Liam Doyle sighed. My trouble, he decided, as a plump cardinal strode past in the lamplight beneath like a galleon in full sail, is that I see every side of an argument. I lack decision.
He decided to brew a pot of tea on the gas-ring beneath a Crucifix on the wall. And while he waited for the kettle to boil he read the worn Bible that his mother had given him twenty years ago, seeking as always answers to his confusion. From the testaments he found solace, but it was only temporary, and when he awoke in the morning the doubts were still there, fortified by sleep.

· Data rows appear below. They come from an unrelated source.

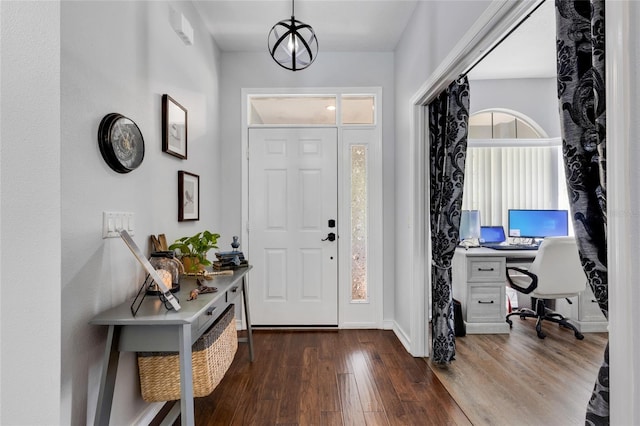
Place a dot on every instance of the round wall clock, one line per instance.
(121, 143)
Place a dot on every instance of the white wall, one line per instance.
(258, 70)
(30, 213)
(435, 28)
(537, 98)
(121, 57)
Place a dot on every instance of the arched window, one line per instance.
(511, 164)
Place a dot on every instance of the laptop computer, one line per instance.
(492, 235)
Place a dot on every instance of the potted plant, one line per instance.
(193, 250)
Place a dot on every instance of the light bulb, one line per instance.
(292, 45)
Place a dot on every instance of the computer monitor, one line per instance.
(469, 224)
(538, 223)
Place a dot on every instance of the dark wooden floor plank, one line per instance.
(352, 413)
(358, 377)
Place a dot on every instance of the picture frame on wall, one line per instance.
(174, 127)
(188, 196)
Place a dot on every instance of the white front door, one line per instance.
(292, 204)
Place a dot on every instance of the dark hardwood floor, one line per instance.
(366, 377)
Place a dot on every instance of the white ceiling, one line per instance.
(528, 52)
(340, 26)
(374, 25)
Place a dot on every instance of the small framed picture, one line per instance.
(174, 127)
(188, 196)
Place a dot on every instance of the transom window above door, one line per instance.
(312, 110)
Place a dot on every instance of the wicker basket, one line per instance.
(212, 355)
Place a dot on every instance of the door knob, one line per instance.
(330, 237)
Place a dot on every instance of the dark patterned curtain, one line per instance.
(448, 129)
(580, 48)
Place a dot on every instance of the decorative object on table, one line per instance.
(211, 356)
(174, 127)
(121, 143)
(292, 43)
(188, 196)
(229, 260)
(209, 275)
(193, 250)
(165, 260)
(235, 244)
(159, 243)
(162, 278)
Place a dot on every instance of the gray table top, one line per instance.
(153, 312)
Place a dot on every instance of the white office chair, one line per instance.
(556, 273)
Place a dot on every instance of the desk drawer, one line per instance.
(486, 269)
(485, 304)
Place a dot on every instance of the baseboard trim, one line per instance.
(150, 414)
(400, 334)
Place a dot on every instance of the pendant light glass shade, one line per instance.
(293, 44)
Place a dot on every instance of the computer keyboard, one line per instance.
(512, 246)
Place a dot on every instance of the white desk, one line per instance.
(479, 282)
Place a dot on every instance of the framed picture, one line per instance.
(188, 196)
(174, 127)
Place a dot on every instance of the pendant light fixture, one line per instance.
(292, 43)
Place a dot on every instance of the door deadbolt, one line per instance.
(330, 237)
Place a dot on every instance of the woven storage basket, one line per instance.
(212, 355)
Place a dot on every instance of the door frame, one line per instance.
(350, 314)
(622, 158)
(499, 17)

The war had not helped Liam’s state of mind. It wasn’t merely the mindless slaughter vented on the world by an insane dictator: it was the effect of the war on The Vatican. It seethed with rumour. It was haunted with fear that the Germans would occupy it — they wouldn’t be the first to sack Holy Rome — and there was even a story that Hitler planned to kidnap the Pope.
But it was the politics of the place that particularly unsettled Liam. The uneasy suspicion-that the Papal diplomats were more concerned with stemming the tide of Communism than with condemning Nazi Germany. But how could you condemn a nation that was locked in battle with Bolshevism, the greatest threat to Christianity the world had ever known?